As for Dr Reddy's, it has a pipeline of nine NCEs, of which five are in clinical development and four in pre-clinical stage. Out of its portfolio, the company has assigned four NCEs to Perlecan Pharma and one each is under a co-development arrangement with Rheoscience A/S of Denmark (this is for DRF 2593, or bala) and ClinTec International (this is for DRF 1042 in phase II, meant for solid tumors). Other than these, Dr Reddy's plans to complement the internal R&D efforts by pursuing, what it calls, "strategic partnerships and alliances". "It has taken us 10 long years to get to this stage. We licensed it (bala) out (to Novo Nordisk) in 1997 (Novo exited the deal subsequently),'' says K. Anji Reddy, Chairman, Dr Reddy's Labs.

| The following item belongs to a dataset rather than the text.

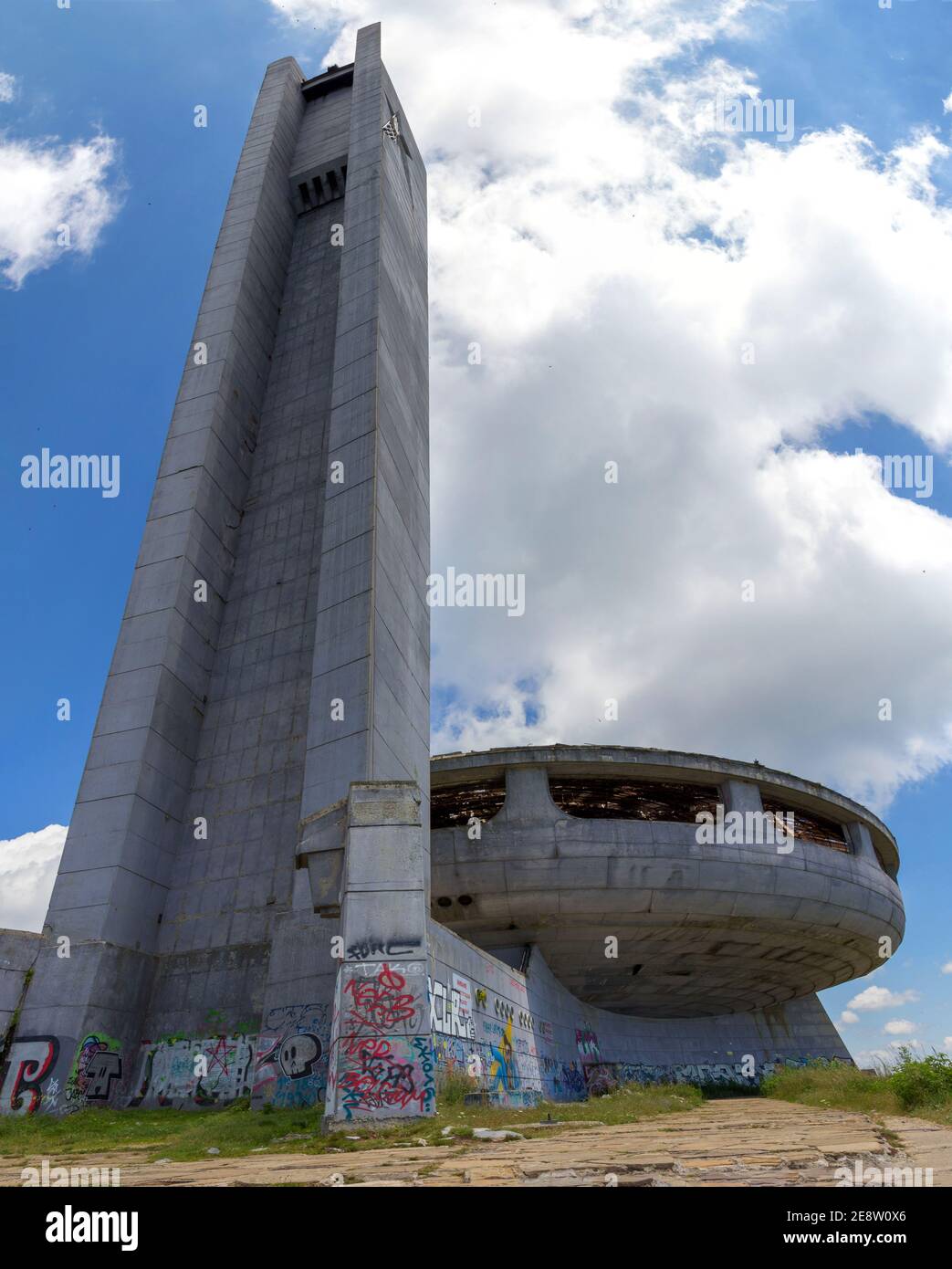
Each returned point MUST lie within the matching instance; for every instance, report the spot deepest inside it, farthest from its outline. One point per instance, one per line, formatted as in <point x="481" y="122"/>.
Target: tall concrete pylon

In the last three years (fiscal 2004, 2005 and 2006), Dr Reddy's spent Rs 73 crore, Rs 87 crore, and Rs 82 crore, respectively, towards drug discovery activities. But what excites him, says Reddy, is that some of their drugs could well change the way people live-in particular, drugs relating to obesity and atherosclerosis (fat deposits along artery walls). "It is time more Indian companies realised that there is a window of opportunity-not many Big Pharma companies are coming out with blockbusters," he says. With some luck, companies like Dr Reddy's may soon earn the innovator tag.